60 GHz outdoor urban measurement study of the feasibility of multi-Gbps mm-wave cellular networks

Future 5G cellular networks are expected to exploit the abundant spectrum resources of the millimeter-wave (mm-wave) bands to satisfy demand for multi-Gbps mobile links anticipated by exponential data traffic growth. However, given the directional nature of mm-wave links, the feasibility of mm-wave mobile networks is critically dependent on efficient antenna beamsteering and a rich inventory of strong LOS (line-of-sight) and NLOS (non line-of-sight) paths from effective reflectors in the urban environment. In this paper we report results from detailed angular measurements of 60 GHz links at an example outdoor pico-cellular site in a mixed-use urban environment typical of European cities. Our work is the first to systematically analyze the beamsteering requirements of future mm-wave cellular networks based on real measurements. Our results reveal that the urban environment provides substantial opportunities for multi-Gbps mm-wave connectivity, but that the availability of strong LOS/NLOS links is highly location and orientation-specific. Our results also show that high speed mm-wave links are very sensitive to beam misalignment.

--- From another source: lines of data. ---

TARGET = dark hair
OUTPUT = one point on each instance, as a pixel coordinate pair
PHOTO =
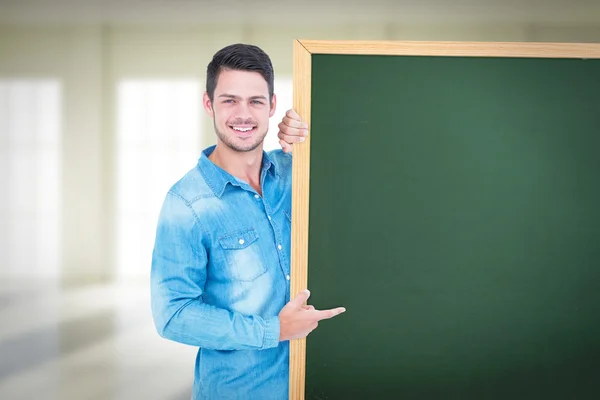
(241, 57)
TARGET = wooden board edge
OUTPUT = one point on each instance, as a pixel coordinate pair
(458, 49)
(300, 196)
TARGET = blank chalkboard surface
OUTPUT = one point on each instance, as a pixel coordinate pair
(452, 204)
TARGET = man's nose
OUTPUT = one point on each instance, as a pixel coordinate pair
(242, 109)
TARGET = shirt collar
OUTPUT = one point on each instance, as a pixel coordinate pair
(217, 178)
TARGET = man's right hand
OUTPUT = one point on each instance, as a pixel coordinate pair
(297, 320)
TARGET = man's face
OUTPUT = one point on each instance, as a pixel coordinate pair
(240, 109)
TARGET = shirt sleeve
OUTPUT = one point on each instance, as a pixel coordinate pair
(178, 274)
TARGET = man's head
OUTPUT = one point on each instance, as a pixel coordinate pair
(239, 95)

This has important implications for practical mm-wave cellular network design: (i) high-precision beamsteering is required to maintain stable data rates even for quasi-stationary users; and (ii) providing seamless high speed service in mobility scenarios will be extremely challenging. Our results thus cast doubt on whether outdoor mm-wave cellular deployments will be feasible in practice, given the high network control overhead of meeting such stringent beamsteering requirements.